In Hawkes Bay, my favourite places were Pohokura on the North side of the Napier-Taupo road and the Wakarara Ranges South-West of Napier off Highway 50. Pohokura was good for hunting in native forest.  Pohokura logging huts were derelict but the logging tracks were still marginally passable.  Not wishing to put my elderly car at risk it would be parked close to the highway, and after walking some distance I would head into the forest, crossing two steep valleys to set up camp on a ledge providing a view up a relatively clear valley floor.

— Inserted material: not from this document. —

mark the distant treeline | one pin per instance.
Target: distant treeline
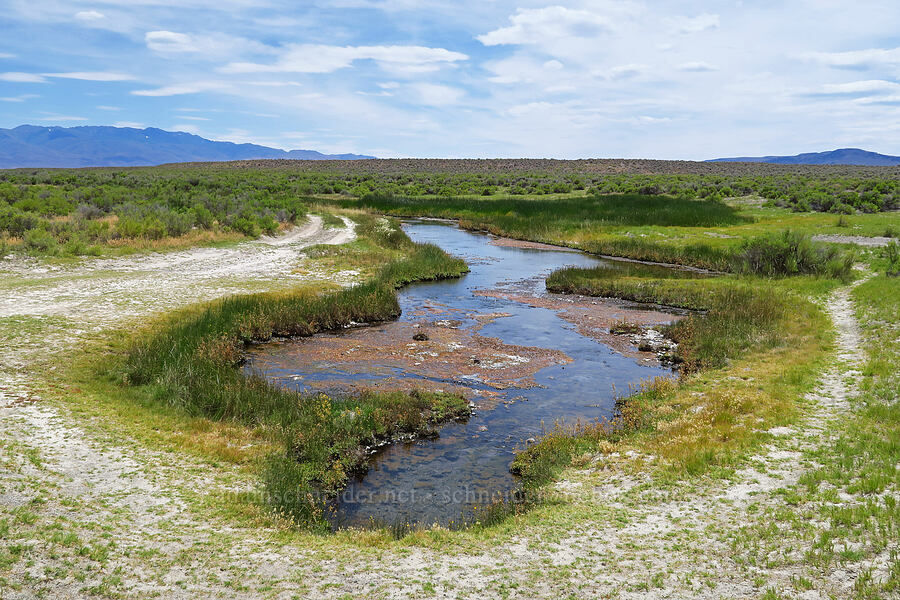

The days spent in native forests and high tussock remain as deeply embedded memories. Thinking back, it may have been true that the hunting was an excuse for being in the forest rather than a necessity in itself but having a well stocked freezer was a significant bonus.  There was also the ever-present consciousness of the damage caused by deer, pigs and possums whether it was in forest,  scrub or agricultural land.  So I had the sense that I was helping the environment into the bargain.  I was never a trophy hunter and would shoot whatever I could and bring out the meat and sometimes the skins depending on the season. Perhaps because of my earliest experiences with my father, hunting just seemed like something you did in the same way as mowing lawns, pruning fruit trees or weeding the garden.

Photo top left: Paul Knight taking a break on a hillslope overlooking Wakarara Birch Basin, Hawkes Bay, ca 1964. Above right: Cutting up a deer for carrying out, Pohokura, 1964.